Unified theoretical guarantees for stability, consistency, and convergence in neural PDE solvers from non-IID data to physics-informed networks
This provides a mathematically principled foundation for designing robust neural PDE solvers, addressing critical issues in scientific machine learning.
The authors developed a unified theoretical framework to analyze the stability, consistency, and convergence of neural networks in solving partial differential equations (PDEs) under realistic conditions like non-IID data and physical constraints, proving rigorous guarantees for various learning scenarios including PINNs.
We establish a unified theoretical framework addressing the stability, consistency, and convergence of neural networks under realistic training conditions, specifically, in the presence of non-IID data, geometric constraints, and embedded physical laws. For standard supervised learning with dependent data, we derive uniform stability bounds for gradient-based methods using mixing coefficients and dynamic learning rates. In federated learning with heterogeneous data and non-Euclidean parameter spaces, we quantify model inconsistency via curvature-aware aggregation and information-theoretic divergence. For Physics-Informed Neural Networks (PINNs), we rigorously prove perturbation stability, residual consistency, Sobolev convergence, energy stability for conservation laws, and convergence under adaptive multi-domain refinements.

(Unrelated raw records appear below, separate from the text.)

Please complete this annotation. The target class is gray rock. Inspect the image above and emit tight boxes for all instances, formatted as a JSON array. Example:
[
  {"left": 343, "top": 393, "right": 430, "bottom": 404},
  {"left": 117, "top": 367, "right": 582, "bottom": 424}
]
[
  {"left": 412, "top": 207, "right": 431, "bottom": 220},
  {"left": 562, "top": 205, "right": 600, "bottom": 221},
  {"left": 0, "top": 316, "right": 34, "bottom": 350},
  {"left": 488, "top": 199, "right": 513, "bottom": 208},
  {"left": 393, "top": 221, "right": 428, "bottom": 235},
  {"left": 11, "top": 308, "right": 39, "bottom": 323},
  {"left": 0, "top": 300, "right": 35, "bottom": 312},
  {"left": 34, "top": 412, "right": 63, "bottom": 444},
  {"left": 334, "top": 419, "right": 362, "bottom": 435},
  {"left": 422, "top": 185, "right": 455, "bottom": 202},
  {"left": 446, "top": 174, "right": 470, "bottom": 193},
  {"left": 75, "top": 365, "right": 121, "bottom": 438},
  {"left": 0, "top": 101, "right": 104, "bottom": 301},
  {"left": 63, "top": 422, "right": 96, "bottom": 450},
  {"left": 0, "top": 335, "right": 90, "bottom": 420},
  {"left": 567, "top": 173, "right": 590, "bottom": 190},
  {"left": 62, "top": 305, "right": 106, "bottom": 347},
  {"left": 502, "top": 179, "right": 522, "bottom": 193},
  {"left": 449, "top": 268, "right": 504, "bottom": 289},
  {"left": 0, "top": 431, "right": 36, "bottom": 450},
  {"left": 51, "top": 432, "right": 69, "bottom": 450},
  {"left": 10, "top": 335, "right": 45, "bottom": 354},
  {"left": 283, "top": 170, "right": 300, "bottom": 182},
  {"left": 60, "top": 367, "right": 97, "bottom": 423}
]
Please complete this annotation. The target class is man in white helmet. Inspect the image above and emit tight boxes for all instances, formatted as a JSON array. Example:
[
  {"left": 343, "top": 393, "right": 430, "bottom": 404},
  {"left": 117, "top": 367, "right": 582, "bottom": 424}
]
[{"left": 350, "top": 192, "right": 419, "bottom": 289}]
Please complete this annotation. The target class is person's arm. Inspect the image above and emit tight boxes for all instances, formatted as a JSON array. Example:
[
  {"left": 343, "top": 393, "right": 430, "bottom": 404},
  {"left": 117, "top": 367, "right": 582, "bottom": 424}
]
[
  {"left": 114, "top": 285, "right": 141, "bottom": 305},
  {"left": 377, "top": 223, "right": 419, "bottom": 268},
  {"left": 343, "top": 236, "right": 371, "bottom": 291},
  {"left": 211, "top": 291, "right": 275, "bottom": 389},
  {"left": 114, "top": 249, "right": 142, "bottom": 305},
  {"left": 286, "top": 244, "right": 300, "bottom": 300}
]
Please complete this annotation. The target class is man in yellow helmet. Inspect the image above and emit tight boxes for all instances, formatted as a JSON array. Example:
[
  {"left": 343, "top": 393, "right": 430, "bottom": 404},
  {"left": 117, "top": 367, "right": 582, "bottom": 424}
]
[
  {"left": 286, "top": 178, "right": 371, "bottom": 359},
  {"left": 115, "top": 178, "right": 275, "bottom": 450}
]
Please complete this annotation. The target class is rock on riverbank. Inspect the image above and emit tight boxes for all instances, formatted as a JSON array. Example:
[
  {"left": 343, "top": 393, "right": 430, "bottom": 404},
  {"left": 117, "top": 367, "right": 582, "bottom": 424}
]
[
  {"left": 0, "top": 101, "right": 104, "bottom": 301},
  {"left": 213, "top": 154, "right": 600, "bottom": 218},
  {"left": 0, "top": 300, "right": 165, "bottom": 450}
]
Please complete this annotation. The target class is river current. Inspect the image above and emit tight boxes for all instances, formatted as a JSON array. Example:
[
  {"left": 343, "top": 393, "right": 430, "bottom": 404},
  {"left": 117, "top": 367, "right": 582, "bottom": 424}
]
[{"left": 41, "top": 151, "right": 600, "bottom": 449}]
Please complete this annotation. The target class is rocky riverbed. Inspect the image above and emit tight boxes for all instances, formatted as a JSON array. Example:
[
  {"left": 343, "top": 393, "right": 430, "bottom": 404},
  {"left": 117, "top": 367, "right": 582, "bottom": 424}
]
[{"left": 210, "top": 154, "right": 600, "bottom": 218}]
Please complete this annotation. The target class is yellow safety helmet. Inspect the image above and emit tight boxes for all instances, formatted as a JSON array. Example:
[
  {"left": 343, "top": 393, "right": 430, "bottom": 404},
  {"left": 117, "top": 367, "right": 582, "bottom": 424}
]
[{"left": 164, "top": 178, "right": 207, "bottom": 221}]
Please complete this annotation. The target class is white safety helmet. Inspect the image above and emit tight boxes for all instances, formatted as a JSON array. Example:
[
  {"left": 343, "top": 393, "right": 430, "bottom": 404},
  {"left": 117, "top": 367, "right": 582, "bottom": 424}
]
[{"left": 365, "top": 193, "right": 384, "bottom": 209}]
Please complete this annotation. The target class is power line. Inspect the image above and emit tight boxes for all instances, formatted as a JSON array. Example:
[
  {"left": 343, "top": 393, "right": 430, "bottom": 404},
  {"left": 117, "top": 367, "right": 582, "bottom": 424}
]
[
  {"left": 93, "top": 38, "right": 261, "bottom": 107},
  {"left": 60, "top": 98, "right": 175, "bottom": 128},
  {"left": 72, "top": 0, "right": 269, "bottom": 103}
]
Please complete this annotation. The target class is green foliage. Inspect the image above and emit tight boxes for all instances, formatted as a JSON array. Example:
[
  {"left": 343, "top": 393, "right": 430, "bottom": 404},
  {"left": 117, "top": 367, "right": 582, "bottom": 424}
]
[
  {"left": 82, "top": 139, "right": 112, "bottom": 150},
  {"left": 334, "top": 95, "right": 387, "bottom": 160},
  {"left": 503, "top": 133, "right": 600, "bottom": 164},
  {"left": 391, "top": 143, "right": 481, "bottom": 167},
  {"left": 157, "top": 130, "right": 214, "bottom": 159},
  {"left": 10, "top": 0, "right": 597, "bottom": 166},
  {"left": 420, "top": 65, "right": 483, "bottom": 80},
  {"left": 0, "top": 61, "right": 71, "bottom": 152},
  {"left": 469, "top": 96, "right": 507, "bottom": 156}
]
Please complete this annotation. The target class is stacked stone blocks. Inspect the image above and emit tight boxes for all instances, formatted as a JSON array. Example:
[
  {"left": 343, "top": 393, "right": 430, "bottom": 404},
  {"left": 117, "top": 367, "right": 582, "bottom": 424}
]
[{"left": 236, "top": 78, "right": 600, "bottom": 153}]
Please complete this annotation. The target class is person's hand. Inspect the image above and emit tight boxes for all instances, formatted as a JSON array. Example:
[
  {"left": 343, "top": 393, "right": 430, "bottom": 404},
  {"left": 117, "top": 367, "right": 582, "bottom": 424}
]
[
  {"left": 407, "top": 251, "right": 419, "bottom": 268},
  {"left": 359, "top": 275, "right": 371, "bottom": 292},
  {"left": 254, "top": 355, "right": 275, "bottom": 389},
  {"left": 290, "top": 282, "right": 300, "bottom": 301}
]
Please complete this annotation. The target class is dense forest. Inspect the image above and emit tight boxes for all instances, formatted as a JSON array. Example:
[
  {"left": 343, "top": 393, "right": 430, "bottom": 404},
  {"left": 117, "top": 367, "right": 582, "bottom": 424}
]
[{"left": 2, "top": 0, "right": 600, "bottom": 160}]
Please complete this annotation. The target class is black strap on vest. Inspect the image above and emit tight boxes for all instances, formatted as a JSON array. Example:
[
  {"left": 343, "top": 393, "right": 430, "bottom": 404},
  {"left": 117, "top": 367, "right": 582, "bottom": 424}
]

Each result is grounded in variational analysis, compactness arguments, and universal approximation theorems in Sobolev spaces. Our theoretical guarantees are validated across parabolic, elliptic, and hyperbolic PDEs, confirming that residual minimization aligns with physical solution accuracy. This work offers a mathematically principled basis for designing robust, generalizable, and physically coherent neural architectures across diverse learning environments.